Unlike many other counties, Orange County has no county-operated hospital to provide routine health care to adult indigents other than pregnant women.

Those who don’t know the patchwork system of clinics and who can’t pay for a private doctor are letting small maladies worsen, trying to make do with home remedies and postponing diagnostic tests and treatments such as teeth cleanings, eye exams, physicals, pap smears and mammograms.

And when their problems become acute, they also end up in emergency rooms.

“There are a whole bunch of deferred and unmet needs,” said John R. Cochran, chief executive officer at Martin Luther Hospital in Anaheim. “A baby might get an ear infection that could be cleared up early with antibiotic,” he said, “but instead the parents will wait and bring the baby in at 3 in the morning hollering with a ruptured eardrum.”

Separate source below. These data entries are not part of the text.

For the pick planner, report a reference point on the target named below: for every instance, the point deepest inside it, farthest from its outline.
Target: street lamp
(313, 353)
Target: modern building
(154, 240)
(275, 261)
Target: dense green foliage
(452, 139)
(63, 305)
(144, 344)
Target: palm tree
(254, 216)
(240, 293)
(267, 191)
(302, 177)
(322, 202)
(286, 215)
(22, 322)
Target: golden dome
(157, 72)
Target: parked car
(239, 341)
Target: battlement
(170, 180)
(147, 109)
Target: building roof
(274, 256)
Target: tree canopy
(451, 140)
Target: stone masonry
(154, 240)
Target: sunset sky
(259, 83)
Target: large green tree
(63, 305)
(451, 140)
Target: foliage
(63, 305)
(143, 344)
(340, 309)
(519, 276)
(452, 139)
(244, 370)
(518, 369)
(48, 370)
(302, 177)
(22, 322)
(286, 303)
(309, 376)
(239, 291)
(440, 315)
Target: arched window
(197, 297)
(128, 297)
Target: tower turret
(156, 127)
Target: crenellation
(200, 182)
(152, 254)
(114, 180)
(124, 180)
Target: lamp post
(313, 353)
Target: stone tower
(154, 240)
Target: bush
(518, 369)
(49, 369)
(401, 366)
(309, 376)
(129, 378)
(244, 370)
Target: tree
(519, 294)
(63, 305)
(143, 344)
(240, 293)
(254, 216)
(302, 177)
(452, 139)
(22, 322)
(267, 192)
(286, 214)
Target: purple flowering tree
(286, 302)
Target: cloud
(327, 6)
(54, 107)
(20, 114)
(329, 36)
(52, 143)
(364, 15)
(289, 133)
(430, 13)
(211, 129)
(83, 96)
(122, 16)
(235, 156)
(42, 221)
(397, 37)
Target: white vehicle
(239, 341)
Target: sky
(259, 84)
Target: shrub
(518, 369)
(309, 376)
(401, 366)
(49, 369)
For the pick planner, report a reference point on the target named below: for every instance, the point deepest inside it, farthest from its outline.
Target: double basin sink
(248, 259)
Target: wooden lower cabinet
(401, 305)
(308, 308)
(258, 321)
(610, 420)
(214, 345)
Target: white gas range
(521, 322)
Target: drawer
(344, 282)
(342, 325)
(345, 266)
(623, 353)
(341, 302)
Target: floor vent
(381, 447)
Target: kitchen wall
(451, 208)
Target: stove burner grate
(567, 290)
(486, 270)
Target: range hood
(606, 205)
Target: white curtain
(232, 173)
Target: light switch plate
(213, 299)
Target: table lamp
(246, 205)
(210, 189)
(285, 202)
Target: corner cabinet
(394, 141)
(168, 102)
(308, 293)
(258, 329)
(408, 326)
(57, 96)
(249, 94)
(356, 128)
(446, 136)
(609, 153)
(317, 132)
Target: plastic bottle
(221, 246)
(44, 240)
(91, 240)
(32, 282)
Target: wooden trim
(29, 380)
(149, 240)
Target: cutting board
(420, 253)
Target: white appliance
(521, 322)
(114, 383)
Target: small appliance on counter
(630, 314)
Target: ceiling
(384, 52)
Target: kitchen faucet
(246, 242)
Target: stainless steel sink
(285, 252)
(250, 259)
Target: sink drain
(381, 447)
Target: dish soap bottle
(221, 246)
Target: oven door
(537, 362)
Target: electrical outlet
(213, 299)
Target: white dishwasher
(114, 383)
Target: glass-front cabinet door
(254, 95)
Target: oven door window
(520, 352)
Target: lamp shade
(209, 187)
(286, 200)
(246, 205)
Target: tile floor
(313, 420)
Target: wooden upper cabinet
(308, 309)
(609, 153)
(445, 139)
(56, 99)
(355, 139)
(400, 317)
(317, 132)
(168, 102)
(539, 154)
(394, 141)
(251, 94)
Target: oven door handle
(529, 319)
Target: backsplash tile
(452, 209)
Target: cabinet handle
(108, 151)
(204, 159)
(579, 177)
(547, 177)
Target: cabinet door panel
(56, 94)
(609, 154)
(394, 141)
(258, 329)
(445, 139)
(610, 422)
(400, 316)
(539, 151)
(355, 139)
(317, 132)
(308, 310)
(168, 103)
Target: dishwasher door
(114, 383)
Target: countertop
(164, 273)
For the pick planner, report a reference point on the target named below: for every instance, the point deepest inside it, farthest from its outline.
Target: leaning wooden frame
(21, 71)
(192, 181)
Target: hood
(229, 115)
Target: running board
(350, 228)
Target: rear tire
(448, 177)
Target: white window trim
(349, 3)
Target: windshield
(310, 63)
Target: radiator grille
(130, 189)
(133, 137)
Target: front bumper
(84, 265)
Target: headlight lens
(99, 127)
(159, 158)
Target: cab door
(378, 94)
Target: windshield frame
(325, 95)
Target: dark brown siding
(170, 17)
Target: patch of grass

Cochran said that today about 25% of the patients in the hospital’s emergency room are uninsured, compared to about 6% five years ago. Another 25%, he said, are on Medi-Cal.

Just keeping hospital emergency rooms open has become a struggle, administrators say, because of the difficulty of compiling on-call lists of specialists such as neurosurgeons and orthopedic surgeons who will come when they are needed. Such specialists are increasingly reluctant to treat emergency room patients who frequently will not pay them.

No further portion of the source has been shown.